The documentary will “uncover the strategy behind Bowie’s artistic resurrection and the inexhaustible extraordinary creativity that defined his final decade, in which he released his critically acclaimed album Blackstar just two days before he died.” It will also feature interviews with famous fans and artists who have held Bowie central to their life and work.

The director, Jonathan Stiasny, shared about the project: “The traditional music documentary celebrates triumph. What fascinated me most when making this film was how Bowie’s final chapter wasn’t an ending, it was a resurrection. He transformed failure into triumph, silence into revelation, and ultimately, death into art.”

Shaminder Nahal, Head of Specialist Factual at Channel 4, added to this sentiment, sharing: “Bowie was one of those rare artists whose imagination never dimmed. This film reveals how, when faced with the end, he found ways to push boundaries and create something transcendent.”

Rogan Productions, the team behind Freddie Mercury: The Final Act and ABBA: Against the Odds has lent a hand to the 90-minute project.

Another Bowie documentary is in the works, this time on the BBC’s side.

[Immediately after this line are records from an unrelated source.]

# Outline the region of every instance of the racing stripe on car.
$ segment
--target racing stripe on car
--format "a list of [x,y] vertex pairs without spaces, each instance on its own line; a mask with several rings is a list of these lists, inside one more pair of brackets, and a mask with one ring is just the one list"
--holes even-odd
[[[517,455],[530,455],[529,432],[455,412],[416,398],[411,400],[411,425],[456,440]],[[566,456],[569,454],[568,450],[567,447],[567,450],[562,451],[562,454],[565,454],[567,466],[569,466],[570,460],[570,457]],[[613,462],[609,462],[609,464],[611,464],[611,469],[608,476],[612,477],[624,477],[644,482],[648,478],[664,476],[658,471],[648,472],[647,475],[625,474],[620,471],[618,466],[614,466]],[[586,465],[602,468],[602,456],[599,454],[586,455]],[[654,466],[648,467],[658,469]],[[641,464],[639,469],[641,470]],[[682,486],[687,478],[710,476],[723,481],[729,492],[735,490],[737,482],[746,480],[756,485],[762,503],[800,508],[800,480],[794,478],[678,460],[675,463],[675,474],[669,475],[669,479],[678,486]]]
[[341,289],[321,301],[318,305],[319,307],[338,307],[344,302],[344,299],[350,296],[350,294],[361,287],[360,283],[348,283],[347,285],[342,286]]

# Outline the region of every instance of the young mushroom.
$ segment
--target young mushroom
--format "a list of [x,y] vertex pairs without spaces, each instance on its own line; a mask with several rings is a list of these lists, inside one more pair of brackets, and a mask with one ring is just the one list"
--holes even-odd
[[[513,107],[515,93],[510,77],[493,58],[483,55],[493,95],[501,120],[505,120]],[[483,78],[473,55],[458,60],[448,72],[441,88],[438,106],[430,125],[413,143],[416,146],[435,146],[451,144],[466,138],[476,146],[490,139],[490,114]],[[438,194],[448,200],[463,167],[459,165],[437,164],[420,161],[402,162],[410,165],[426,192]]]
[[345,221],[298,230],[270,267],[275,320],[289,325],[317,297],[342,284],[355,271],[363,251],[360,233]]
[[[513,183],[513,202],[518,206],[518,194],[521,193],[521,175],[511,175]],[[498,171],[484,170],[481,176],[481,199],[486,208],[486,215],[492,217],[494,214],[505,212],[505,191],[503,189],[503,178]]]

Their 90-minute documentary will air on BBC Two and BBC iPlayer at some point in autumn 2026. Instead of focusing on his final years, their take will explore his time in Berlin between 1976 and 1978.

Bowie originally moved to Berlin in 1976 to escape several things, such as the exhausting demands of fame in Los Angeles, paranoid psychosis, and a debilitating cocaine addiction. The documentary promises to “shed new light” on that oft-chronicled era of his life.